Zlatan Ibrahimovic, Edinson Cavani, Cristiano Ronaldo and Radamel Falcao have all passed briefly through Old Trafford. Strikers in their 30s who bolstered the squad fleetingly before moving on. It seems like Kane was viewed as another in this category, with the quick-fix culture being something football director John Murtough has been keen to move away from.
Signing Hojlund was a smart move. The young striker was already drawing plaudits and interest at Atalanta, where he netted 10 goals in 34 games last season. But the problem is he is too young and inexperienced to be relied upon as United’s main striker. With Anthony Martial performing so fruitlessly the club are letting his contract expire, the burden has fallen on Hojlund. The fact he hasn’t scored in 12 Premier League appearances shows he isn’t prepared to shoulder that burden just yet.

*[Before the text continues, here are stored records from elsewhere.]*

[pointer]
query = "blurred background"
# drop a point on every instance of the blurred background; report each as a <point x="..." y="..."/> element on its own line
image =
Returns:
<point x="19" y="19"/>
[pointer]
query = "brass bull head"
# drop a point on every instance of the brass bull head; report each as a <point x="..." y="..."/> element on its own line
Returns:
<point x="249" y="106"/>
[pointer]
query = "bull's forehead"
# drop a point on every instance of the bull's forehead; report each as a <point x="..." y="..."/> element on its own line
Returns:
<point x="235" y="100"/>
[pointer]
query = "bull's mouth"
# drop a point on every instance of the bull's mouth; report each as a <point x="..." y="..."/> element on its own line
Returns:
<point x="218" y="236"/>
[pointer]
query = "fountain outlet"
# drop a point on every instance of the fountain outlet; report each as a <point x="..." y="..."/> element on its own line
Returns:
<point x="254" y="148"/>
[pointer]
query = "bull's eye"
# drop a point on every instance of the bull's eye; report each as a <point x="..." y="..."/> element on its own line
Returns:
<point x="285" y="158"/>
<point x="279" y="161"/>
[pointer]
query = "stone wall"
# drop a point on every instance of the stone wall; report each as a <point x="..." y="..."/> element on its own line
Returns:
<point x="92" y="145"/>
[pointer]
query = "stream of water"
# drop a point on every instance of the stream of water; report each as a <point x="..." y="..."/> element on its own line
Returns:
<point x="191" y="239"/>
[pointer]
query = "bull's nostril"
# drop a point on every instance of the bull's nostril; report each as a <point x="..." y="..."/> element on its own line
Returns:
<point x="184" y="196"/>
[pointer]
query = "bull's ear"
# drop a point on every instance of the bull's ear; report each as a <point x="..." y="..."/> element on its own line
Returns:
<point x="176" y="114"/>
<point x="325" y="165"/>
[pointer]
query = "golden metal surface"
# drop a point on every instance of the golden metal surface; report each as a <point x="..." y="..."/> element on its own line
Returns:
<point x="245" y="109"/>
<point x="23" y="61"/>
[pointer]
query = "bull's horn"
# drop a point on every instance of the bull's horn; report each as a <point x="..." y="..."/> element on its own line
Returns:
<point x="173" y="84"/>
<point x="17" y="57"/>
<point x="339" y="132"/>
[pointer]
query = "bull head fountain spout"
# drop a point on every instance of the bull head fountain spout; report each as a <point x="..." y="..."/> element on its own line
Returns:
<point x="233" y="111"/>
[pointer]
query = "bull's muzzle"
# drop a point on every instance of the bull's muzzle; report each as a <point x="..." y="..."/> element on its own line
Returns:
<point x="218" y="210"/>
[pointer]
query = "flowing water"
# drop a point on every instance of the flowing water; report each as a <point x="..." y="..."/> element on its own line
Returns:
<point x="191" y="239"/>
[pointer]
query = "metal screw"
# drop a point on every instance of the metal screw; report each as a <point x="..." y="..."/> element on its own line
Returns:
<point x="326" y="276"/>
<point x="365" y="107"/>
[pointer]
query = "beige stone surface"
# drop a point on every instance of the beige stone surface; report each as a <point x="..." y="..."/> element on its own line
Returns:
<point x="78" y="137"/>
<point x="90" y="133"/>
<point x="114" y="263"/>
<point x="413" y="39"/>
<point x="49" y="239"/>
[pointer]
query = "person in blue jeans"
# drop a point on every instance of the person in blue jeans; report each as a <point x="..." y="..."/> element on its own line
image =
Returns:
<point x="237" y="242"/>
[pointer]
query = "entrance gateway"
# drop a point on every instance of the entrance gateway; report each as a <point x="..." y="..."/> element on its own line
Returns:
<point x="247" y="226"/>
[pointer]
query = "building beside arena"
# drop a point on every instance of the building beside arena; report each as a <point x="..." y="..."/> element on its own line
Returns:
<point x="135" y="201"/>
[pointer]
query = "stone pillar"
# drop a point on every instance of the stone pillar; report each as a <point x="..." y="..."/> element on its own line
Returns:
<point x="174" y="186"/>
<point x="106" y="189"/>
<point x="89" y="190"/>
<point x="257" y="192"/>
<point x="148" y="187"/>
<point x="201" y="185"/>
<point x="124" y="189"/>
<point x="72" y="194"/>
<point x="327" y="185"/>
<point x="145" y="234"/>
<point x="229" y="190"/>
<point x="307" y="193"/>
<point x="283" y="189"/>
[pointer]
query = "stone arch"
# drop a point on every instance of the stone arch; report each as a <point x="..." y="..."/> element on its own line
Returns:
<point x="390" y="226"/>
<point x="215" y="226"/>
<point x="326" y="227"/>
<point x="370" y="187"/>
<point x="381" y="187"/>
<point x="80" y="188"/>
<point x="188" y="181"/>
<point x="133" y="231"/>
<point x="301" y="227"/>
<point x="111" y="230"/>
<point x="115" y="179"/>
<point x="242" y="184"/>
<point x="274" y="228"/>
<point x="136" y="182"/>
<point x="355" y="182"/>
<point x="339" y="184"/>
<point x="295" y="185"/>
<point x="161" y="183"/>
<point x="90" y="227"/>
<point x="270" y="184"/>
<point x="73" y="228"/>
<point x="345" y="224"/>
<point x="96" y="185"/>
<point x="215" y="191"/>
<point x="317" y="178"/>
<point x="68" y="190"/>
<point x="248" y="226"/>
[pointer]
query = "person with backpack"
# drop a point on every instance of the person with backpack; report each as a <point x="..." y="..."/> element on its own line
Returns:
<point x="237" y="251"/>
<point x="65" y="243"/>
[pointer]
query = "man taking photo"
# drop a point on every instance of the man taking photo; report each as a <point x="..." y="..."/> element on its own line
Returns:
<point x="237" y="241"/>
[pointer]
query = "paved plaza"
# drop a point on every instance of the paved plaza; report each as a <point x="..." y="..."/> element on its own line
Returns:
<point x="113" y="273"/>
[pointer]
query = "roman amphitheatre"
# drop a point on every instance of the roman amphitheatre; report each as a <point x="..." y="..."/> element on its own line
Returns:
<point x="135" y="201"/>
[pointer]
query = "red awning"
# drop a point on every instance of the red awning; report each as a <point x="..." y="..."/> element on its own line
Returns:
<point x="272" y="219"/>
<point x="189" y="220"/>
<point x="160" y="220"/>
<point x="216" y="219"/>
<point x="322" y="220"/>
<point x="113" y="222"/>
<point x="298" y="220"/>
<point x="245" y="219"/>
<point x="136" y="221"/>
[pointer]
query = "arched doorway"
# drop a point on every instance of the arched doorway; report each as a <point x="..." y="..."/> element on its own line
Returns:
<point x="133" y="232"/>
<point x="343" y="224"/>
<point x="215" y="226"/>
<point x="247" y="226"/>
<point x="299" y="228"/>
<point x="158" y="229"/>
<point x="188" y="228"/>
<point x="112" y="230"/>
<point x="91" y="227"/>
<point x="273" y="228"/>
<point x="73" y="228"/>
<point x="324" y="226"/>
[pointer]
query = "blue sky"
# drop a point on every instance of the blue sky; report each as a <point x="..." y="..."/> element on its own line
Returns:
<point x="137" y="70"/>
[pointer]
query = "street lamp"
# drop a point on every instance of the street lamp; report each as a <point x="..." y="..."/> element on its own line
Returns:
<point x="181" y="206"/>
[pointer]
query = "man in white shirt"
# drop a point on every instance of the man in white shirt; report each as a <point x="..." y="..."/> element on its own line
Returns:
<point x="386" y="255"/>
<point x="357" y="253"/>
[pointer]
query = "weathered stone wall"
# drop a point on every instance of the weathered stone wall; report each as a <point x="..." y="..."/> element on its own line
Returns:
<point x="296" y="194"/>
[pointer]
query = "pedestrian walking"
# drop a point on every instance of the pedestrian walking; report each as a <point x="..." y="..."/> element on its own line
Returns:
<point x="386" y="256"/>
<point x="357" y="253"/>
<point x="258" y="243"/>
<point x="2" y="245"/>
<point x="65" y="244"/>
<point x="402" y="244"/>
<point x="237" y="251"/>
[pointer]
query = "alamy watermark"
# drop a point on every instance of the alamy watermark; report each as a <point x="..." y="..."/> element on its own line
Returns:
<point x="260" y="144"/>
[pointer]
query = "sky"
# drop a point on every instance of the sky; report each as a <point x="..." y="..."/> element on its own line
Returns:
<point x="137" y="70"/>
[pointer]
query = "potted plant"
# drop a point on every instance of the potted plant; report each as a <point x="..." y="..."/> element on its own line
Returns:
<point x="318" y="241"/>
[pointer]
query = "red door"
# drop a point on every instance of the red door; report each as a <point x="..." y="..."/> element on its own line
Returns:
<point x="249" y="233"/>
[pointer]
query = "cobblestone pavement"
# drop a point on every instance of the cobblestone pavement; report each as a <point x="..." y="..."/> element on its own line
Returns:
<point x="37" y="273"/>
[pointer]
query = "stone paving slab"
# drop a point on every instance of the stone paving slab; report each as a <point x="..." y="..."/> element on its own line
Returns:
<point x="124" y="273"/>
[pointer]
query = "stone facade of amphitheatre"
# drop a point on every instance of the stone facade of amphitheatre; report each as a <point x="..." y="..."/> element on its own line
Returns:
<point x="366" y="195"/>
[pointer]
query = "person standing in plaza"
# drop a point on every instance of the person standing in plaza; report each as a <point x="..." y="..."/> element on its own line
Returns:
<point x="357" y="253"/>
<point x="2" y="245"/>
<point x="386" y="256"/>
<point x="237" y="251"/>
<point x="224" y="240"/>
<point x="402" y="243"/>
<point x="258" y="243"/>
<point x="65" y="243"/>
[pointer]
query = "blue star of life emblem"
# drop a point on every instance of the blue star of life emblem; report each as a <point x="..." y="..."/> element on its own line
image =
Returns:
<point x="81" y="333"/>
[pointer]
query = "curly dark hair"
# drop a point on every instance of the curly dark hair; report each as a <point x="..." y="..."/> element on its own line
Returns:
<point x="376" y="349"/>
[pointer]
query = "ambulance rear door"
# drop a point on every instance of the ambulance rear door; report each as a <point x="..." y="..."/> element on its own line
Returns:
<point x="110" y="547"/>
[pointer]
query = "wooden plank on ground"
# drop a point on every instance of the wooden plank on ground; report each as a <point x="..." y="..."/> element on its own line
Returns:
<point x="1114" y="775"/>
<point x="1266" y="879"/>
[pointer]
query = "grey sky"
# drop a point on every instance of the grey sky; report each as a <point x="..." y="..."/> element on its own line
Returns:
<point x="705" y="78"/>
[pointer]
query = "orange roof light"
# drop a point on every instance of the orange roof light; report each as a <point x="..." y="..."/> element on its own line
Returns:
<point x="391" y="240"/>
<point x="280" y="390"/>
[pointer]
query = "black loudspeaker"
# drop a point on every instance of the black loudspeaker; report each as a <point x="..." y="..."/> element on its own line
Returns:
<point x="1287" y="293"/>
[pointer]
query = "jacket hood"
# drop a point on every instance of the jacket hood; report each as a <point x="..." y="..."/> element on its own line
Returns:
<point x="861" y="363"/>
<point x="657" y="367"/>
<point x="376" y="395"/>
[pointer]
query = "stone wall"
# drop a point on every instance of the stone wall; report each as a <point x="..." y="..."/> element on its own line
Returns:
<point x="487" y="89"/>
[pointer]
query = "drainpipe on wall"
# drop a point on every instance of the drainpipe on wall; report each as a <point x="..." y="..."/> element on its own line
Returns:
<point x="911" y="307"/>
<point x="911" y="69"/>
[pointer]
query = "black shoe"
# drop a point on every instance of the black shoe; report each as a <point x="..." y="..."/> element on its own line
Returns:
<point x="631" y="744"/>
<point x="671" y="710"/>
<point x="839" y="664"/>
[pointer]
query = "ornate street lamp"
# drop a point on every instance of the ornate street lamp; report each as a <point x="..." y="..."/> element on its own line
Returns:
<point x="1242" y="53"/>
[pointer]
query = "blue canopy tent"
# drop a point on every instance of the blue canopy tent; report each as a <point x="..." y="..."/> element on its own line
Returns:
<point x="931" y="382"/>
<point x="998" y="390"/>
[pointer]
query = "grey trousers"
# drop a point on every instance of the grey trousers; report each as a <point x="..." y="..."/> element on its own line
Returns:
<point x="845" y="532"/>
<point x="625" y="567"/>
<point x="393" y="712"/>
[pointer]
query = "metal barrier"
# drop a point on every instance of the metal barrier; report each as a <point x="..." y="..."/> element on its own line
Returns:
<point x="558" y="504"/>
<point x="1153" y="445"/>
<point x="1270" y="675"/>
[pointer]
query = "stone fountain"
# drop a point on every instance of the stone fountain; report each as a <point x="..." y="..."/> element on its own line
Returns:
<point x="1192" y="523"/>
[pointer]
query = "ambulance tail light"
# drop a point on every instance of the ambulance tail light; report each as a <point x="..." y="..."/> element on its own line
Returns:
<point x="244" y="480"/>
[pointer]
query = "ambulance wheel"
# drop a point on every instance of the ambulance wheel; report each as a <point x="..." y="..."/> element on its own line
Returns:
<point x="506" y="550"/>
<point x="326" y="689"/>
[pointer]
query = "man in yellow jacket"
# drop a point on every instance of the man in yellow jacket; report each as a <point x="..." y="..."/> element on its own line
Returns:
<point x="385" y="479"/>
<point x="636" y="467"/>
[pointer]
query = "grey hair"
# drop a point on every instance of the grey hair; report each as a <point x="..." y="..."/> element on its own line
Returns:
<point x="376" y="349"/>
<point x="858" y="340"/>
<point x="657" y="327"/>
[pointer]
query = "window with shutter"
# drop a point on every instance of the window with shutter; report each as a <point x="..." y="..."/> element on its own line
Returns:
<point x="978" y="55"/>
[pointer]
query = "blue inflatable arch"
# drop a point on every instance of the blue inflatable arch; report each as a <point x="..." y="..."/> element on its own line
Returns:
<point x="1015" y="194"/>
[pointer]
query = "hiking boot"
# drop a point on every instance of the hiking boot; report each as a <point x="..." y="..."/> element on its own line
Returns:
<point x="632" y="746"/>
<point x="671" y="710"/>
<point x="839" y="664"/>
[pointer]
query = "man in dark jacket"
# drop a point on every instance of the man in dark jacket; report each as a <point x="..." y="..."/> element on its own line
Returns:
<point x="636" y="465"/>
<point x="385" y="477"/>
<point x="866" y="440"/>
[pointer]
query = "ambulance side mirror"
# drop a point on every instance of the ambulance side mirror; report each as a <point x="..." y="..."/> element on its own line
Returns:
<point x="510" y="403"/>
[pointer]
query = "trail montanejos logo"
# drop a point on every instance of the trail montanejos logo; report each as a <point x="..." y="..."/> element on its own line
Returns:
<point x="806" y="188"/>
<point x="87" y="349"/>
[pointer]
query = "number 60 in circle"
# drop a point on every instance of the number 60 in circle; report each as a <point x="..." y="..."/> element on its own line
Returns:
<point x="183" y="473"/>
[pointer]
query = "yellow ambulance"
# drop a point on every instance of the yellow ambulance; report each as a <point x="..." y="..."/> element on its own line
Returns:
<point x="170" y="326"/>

Kane would have guaranteed goals. He hit 213 of them in 317 games for Spurs in the Premier League. 22 have followed in 19 Bayern games across all competitions. Ibrahimovic and Cavani were viewed as being on the slide when they joined, even if they both proved that assessment to be premature. Ronaldo was a special case given his club history while Falcao was ultimately a failed gamble considering his injuries. But Kane was as close to a sure-fire bet as United could have made.
Yes, the outlay would have been huge. Bayern paid around £85 million for him. But 30 is not 40. Kane isn’t some washed-up figure seeking one last payday. He is far too diligent to ever be considered a mercenary. Kane reportedly harboured ambitions of moving to Old Trafford. No single player is going to solve the mess that United have made over the last decade, but a goalscorer of Kane’s repute would certainly help. Midfielder Scott McTominay is the club’s top scorer this season with five goals from the middle of the park.
The Red Devils would have hoped their decision to go with the youth of Hojlund over the experience of Kane would not come back to bite them. The fact it could do so in such direct fashion is unfortunate. Of course, the England captain won’t be the sole reason United are eliminated from the Champions League.
Erik ten Hag’s side have made such a mess of their Group A games that they sit bottom of the table going into Matchday Six. A record of one win, one draw and a trio of losses sees United very fortunate to even have a slender chance of progression. In order to do so they must beat Kane’s Bayern while Galatasaray and Copenhagen play out a draw. Nothing else will do at this stage.
The Kane train has left the station. But United still need goals. Hojlund has shown enough to suggest he will come good. But he is just one man. United could do with another striker to share the load. One with experience, who knows the Premier League and is well-versed in topping the scoring charts. They needed Kane, really. But it’s too late for that.